Here is my biggest takeaway from each:

Selling Above and Below the Line

The primary lesson, neatly represented in the book’s title, is to always recognize and sell to your audience.

For example, according to author Skip Miller, c-suite executives are not motivated to buy for the same reasons as their middle managers and those on the front lines. Because of this, salespeople should understand that when they are selling into an organization they are actually selling two different value propositions: an “above the line” value proposition convincing of high return and low risk, and a “below the line” value proposition demonstrating increased efficiency and ease of use.

What is one basic tactic an enterprise salesperson can apply knowing this? Since executives live primarily in the future, our questions and value proposition when speaking to those “above the line” should be framed towards illustrating the impact of implementing a solution company-wide and years forward. Middle managers, on the other hand, live primarily in the present, so our questions and value proposition when speaking to those “below the line” should address the more immediate effect on their daily routines, specific roles, departments, and shorter term targets.

Selling Is Hard. Buying Is Harder.

As the focus on sales enablement grows ever stronger, Garin Hess proposes the true key to victory in a complex sale resides in buyer enablement. Said differently, the primary lesson for enterprise sellers is to realize our success or failure will often come down to our ability to effectively coach our champions through their own internal buying process.

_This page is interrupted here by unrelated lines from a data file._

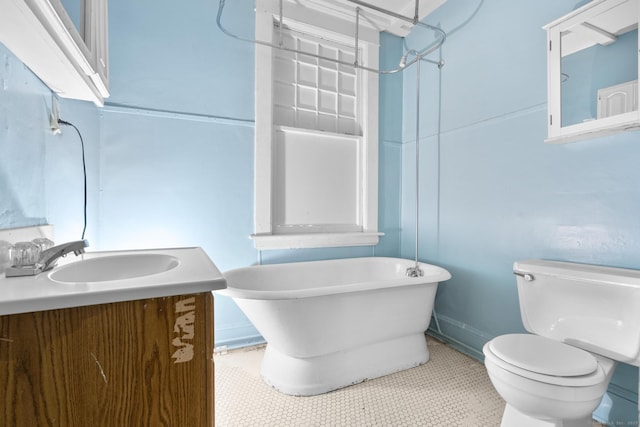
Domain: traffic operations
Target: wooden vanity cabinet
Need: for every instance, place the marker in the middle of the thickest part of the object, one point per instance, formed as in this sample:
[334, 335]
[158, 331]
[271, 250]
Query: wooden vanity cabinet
[135, 363]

A powerful tactic from Garin is to assist our champion in proactively involving their necessary stakeholders, i.e. those who inevitably enter towards the end of the buying journey, often halting our momentum and extending our sale cycle. So how can we achieve this? Once we have buy in and the sale is qualified we should enable our champion by sharing a list of stakeholder personas (Marketing, finance, legal, etc.) we know typically need to be involved from our own past experience as sellers. Further, asking the prospect who in their company occupies these seats and what might cause them to veto making a change. The role of the seller emphasized here by Garin is a highly confident leader, with tone of experienced guide.

Mega Deal Secrets

The primary message from Jamal: astronomical success in enterprise selling is best achieved through creating transformational mega deals 10x-20x the typical average.

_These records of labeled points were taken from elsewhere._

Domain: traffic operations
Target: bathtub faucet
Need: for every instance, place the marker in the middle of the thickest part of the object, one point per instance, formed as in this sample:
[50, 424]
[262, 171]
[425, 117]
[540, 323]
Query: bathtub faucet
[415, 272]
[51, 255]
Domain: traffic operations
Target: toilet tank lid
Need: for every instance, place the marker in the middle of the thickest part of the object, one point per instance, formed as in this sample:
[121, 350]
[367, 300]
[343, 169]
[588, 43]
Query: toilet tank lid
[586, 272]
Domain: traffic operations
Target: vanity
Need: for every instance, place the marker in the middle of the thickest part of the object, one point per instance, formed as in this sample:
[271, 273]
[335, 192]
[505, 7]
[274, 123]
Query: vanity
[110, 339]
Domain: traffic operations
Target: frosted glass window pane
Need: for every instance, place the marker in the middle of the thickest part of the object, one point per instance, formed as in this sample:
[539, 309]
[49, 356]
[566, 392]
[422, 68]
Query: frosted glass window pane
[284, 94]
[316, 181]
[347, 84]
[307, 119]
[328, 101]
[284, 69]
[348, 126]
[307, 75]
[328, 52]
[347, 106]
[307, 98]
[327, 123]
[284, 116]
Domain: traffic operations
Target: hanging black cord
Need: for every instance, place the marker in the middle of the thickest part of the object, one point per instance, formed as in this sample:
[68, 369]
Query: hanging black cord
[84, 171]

A pillar of Jamal’s process for closing staggeringly large contracts is a technique he calls “executive whispering”. This involves gaining early participation from our own internal c-suite, and that of our prospect. Why is this so important? It’s all too easy to spin our wheels working our way up from the bottom of an organization, spending copious amounts of time with people who have neither the motivation nor power to make transformational mega deals happen.

Luckily, there is a better way. First, leverage our own executive sponsor to secure a meeting with the executive counterpart we are targeting, as they are more likely to engage with someone who is on their same level. Second, present them a “C-level insight” demonstrating a unique understanding of whatever challenge is most preventing them from achieving their top strategic initiative. While it is from here we still must establish a proof of concept around our value proposition, battle with procurement, and negotiate the final sale, mastering “executive whispering” is our linchpin for making mega deals happen.

Conclusion

While previous classics like “The Challenger Sale” have long provided assistance to those embarking on new enterprise opportunities it is encouraging to see many refreshing perspectives on complex B2B selling.

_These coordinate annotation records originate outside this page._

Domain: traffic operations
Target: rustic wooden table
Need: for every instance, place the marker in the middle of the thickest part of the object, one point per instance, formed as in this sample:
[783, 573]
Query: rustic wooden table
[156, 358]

If there exists a core theme among them I believe it is as follows: to master the modern enterprise sale is to master the skill of managing executive participation early in the sales process, versus waiting or hoping for our executive savior to come.

These three resources provide generously in helping to develop this crucial ability and many others. If you are an enterprise salesperson, or even an aspiring one, I can’t recommend them highly enough.